Written By: R.A. Dickey and Wayne Coffey

Published By: Penguin Group

Reviewed by Melissa Minners


                As a fan of the New York Mets, I've watched many a player come and go - players with a great deal of potential dropping by the way side, players with incredible numbers being let go by the team at their prime, even players who bomb in New York and do amazing things as soon as they get to another team.  I've had good feelings about some, skepticism about others, but there was one recent acquisition that really caught my eye - a knuckleballer named R.A. Dickey

                Something about this guy made me believe in him and his ability to get batters out with that pitch that confounds batters royally with its fluttery movement.  There are pitchers who have thrown knuckleballs, but very few who have had successful careers doing so.  Something in R.A. Dickey's poise on that mound...something in his look, made me believe that his time with the New York Mets would be special.  So, when I heard that he had written a book with Wayne Coffey, I couldn't wait to check it out.

                In Wherever I Wind Up: My Quest for Truth, Authenticity and the Perfect Knuckleball, R.A. Dickey doesn't just talk about his baseball career.  Instead, he opens up about his life, revealing some of the highest points and lowest points in his life and all of the things between that helped shaped the man we see on the pitcher's mound today.  In this book, R.A. Dickey speaks quite honestly about events in his childhood that almost ruined him, causing him to live in a world of silent guilt and shame, always seeking some sort of recognition for good things he has done, but never handling praise very well.

                In being so honest about his past, his Christian beliefs, self-examinations and trials both on and off the mound, R.A. Dickey inspires others to believe in themselves and to trust in their faith.  While some ballplayers will offer up thanks to God in public forums, one gets the feeling that it's just lip service.  In this book, R.A. Dickey's honesty regarding his faith, and sometimes lack there of, gives the reader a clear vision of what this man is truly about.  When he thanks the Lord, he believes in what he is saying.  This is a man who is able to admit to his failings and isn't ashamed to remind us that he has had help in getting to that point in his life when he can.

                I found the life of R.A. Dickey to be incredibly interesting, especially since we share a common love for the written word and a love of Star Wars.  His rise in the baseball organization is truly inspiring.  Imagine being offered hundreds of thousand in a first round draft pick, only to have that taken away by a missing ligament in your elbow that has never caused you any pain and may never have been there to begin with.  To be a pitching anomaly and have that almost cost you a professional baseball's almost unthinkable. 

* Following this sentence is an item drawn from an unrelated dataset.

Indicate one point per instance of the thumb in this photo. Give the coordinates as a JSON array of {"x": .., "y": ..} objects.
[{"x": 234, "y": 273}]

                And to think that the man had to reinvent himself just to survive in baseball and finally make a name for himself, using a pitch that he had toyed with since he learned how to throw it from his grandfather and making that pitch into his career building tool.  Amazing! 

                Wherever I Wind Up is written in clear, concise, down-to-earth tones and, despite the amount of credit R.A. Dickey gives Wayne Coffey for his writing, the truth is that ultimately it's the story that grabs you.  If the story wasn't so interesting, no amount of writing could make it as captivating.  I hated putting this book down for such mundane things as eating, sleeping and driving.  Despite knowing how the story would end up, I found myself rooting for the main character to succeed and wanting to know about each and every step of his journey toward that success.

                Having watched him pitch for the Mets time and time again, I knew he would become something special even before he won his twentieth game and the Cy Young Award in 2012.  I was shocked and saddened to see that, once again, the Mets traded away a brilliant asset that was just starting to truly shine.  I was a fan of R.A. Dickey before, but after reading Wherever I Wind Up, a truly inspiring biography, I will be rooting for his success no matter what team he plays for.